The session will be highly interactive with comments and discussion with the students built into the session as an integral part.
Data Analytics Becomes Secure
Relief and rescue operations of the near and the far future will involve autonomous operations among multiple cyber, physical, and kinetic assets, together with interactions with humans. Such autonomous operation will rely on a pipeline of machine learning (ML) algorithms executing in real-time on a distributed set of heterogeneous platforms, both stationary and maneuverable. The algorithms will have to deal with both adversarial control and data planes. The former means that some of the nodes on which the algorithms will execute cannot be trusted and have been compromised for leaking information or violating the integrity of the results. An adversarial data plane means that the algorithms will have to operate with uncertain, incomplete, and potentially, maliciously manipulated data sources. This talk will show the basics of how to design secure algorithms that can provide probabilistic guarantees on security and latency, under powerful, rigorously quantified adversary models. It will cover three pillars that are needed to achieve the above desired outcome — robust adversarial algorithms, interpretable algorithms aiding the trust of the humans on the results of the autonomous algorithms, and secure, distributed execution of the autonomy pipeline among multiple platforms.

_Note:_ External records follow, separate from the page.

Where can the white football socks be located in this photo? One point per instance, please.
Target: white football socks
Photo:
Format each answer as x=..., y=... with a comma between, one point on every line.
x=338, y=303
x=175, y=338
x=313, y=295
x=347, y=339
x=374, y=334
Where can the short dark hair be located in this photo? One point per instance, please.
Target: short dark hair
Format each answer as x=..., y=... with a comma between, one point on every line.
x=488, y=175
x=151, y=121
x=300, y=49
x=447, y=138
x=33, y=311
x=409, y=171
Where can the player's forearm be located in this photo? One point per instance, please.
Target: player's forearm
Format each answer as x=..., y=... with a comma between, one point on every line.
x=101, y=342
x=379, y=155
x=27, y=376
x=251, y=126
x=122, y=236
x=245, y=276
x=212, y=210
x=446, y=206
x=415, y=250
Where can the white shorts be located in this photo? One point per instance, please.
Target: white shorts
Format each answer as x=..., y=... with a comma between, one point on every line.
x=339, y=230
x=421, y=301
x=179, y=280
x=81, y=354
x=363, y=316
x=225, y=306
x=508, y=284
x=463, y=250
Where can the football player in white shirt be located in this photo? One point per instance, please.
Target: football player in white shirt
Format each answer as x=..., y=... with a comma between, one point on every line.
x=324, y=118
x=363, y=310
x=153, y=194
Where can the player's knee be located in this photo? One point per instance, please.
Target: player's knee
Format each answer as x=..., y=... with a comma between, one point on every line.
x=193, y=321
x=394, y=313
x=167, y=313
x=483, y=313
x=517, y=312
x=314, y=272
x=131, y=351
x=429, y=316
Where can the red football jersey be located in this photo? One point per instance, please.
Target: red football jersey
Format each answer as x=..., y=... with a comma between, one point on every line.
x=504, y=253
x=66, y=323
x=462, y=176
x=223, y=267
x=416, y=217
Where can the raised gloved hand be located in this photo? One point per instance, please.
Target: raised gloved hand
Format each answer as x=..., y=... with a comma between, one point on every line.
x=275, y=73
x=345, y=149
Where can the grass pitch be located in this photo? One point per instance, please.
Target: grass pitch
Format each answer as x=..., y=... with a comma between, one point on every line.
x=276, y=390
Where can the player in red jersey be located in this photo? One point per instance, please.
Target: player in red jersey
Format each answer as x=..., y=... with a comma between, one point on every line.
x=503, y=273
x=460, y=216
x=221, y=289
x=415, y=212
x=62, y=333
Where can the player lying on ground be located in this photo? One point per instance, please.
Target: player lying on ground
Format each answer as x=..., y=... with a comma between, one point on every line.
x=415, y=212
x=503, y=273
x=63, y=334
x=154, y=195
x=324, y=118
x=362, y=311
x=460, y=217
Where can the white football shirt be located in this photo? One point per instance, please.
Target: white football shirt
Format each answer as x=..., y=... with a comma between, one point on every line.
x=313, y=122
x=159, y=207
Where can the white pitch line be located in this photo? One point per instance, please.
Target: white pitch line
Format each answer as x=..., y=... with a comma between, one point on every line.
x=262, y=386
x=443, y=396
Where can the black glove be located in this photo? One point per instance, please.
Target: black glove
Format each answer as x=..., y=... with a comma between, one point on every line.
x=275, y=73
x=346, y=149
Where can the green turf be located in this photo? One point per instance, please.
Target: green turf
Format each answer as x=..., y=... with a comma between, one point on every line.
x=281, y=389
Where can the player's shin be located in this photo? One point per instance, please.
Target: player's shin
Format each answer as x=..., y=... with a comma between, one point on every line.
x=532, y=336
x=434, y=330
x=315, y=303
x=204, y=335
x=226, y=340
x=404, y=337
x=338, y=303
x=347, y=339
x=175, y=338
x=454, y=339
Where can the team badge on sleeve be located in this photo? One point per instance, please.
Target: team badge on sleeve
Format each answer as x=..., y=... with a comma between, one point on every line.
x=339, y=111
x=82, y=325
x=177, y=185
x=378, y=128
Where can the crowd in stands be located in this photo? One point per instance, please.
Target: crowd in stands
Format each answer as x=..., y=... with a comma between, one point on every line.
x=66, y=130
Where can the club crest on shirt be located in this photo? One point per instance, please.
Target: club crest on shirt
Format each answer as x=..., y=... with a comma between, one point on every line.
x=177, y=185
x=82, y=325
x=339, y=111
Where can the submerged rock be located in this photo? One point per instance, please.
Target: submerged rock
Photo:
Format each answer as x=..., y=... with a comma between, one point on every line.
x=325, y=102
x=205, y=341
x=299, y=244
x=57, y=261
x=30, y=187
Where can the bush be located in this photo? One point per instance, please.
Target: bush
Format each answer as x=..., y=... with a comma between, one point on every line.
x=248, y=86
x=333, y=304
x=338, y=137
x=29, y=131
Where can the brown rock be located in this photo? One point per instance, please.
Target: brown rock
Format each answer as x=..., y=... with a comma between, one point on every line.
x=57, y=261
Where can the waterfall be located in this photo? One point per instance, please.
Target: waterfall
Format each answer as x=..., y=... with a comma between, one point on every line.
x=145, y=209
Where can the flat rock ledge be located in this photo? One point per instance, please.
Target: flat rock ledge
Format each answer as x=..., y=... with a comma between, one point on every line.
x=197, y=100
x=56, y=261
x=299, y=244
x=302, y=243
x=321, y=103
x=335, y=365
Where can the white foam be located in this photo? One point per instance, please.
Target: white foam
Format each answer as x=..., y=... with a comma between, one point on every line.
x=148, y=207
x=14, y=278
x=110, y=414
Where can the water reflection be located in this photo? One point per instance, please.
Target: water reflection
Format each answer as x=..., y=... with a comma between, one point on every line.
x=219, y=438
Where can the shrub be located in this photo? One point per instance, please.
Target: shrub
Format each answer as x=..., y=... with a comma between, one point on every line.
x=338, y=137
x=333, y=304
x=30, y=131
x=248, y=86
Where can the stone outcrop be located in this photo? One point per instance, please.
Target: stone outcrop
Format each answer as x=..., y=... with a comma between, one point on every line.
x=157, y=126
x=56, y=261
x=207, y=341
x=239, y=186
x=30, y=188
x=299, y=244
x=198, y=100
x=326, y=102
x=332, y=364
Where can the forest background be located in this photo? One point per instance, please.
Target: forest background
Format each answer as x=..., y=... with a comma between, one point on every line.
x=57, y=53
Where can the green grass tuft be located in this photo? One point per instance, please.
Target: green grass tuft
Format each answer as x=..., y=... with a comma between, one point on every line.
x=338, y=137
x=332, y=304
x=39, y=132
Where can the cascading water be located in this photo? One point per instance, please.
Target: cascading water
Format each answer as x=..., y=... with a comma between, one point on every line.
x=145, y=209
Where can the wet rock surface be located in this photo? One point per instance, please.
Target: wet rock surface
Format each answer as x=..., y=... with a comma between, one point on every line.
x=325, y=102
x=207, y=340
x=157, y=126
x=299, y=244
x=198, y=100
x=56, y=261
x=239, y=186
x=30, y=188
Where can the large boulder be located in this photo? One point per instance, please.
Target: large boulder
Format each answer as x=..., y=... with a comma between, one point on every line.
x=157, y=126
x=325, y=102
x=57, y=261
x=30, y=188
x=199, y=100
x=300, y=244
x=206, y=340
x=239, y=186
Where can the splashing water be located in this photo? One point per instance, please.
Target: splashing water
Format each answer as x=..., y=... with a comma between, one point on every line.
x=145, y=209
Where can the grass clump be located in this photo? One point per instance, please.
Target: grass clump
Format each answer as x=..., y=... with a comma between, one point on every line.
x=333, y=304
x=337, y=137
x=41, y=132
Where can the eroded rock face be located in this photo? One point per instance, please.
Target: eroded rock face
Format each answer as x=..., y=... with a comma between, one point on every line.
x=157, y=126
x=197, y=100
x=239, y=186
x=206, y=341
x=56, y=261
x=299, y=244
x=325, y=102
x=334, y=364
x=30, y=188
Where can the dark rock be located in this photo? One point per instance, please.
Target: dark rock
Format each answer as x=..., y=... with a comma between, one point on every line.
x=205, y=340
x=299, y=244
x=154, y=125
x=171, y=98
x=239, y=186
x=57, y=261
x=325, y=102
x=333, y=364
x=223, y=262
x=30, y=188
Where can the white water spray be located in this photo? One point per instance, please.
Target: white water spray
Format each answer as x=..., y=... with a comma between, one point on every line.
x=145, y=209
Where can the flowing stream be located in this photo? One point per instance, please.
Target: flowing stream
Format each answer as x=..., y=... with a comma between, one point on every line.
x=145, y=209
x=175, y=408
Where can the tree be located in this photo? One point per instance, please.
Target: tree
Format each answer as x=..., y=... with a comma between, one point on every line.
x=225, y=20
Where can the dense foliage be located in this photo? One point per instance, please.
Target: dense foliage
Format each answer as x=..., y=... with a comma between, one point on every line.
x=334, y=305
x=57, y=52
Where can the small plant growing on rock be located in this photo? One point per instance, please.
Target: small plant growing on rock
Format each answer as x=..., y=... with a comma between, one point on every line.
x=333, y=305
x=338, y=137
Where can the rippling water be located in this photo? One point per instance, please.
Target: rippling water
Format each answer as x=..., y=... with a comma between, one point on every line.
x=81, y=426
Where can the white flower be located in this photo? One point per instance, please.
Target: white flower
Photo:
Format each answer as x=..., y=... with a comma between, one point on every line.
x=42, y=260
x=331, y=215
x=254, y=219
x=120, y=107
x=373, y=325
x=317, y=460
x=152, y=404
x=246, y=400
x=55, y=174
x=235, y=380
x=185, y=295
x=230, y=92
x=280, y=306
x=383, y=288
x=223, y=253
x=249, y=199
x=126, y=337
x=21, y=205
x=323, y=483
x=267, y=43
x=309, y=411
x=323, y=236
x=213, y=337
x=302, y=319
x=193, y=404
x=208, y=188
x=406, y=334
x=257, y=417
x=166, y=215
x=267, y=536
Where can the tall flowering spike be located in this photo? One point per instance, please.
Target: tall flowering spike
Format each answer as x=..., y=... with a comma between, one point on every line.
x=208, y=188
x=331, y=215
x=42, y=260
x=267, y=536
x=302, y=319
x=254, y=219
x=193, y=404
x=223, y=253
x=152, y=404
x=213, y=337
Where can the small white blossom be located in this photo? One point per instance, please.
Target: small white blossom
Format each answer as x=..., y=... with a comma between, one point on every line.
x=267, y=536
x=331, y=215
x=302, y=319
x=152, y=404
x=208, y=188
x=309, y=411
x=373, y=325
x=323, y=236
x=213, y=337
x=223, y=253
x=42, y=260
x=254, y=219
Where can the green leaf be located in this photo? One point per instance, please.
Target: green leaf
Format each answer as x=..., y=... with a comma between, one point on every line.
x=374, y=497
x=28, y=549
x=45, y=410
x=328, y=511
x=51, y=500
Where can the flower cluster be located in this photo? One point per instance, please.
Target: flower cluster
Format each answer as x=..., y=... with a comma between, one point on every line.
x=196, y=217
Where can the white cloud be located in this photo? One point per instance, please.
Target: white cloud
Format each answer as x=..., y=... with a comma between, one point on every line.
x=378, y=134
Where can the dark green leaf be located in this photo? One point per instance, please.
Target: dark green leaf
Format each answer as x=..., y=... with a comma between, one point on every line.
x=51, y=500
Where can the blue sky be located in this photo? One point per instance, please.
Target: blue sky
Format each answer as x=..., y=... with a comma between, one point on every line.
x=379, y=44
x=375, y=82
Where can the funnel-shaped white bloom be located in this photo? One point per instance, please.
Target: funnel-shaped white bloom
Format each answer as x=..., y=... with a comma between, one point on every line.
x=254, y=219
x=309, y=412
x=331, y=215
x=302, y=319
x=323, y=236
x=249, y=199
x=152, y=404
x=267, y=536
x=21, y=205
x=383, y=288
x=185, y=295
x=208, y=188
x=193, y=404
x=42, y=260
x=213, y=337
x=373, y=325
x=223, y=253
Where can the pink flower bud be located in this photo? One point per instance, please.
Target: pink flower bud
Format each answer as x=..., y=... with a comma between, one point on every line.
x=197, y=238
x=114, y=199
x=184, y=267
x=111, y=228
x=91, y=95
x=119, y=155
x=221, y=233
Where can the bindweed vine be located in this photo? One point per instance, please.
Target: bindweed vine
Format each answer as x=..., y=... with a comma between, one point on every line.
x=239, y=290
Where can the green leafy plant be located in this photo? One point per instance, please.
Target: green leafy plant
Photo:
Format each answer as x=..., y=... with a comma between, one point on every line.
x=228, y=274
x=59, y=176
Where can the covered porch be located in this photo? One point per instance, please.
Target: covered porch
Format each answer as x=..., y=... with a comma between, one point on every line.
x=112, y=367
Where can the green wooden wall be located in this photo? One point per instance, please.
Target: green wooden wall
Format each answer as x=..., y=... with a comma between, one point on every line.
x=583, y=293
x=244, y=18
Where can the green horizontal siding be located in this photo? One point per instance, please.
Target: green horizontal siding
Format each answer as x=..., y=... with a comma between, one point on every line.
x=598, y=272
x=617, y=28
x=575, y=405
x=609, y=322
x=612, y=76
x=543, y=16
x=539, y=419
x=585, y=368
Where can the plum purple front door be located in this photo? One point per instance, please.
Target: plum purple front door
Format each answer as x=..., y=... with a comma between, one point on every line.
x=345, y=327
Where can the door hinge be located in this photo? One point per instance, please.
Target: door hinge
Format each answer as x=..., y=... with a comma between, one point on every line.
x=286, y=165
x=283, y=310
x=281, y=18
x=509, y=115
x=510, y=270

Learning about protecting distributed infrastructure from behavioral economists
Many of our critical distributed infrastructures (transportation, distributed manufacturing, power grid, etc.) comprise multiple interdependent assets, and a set of defenders, each responsible for securing a subset of the assets against an attacker. The practical question that arises is how should the defenders make their security investments and if they should cooperate. While prior work has answered these questions, they have been under the assumption of perfect rationality of the decision makers. In this talk, we will show that these answers can be dangerously sub-optimal when the defenders exhibit characteristics of human decision-making that have been identified by the behavioral psychology and economics communities. In particular, humans have been shown to perceive probabilities in a nonlinear manner, typically overweighting low probabilities and underweighting high probabilities. By applying results from two Nobel Prize winning economists (Kahneman-2002 and Thaler-2017), we get glimpses of where a biased defender can be beneficial for the other defenders in the network. We want to spur discussion of where we should, and should not, learn from behavioral economists in securing our distributed infrastructures.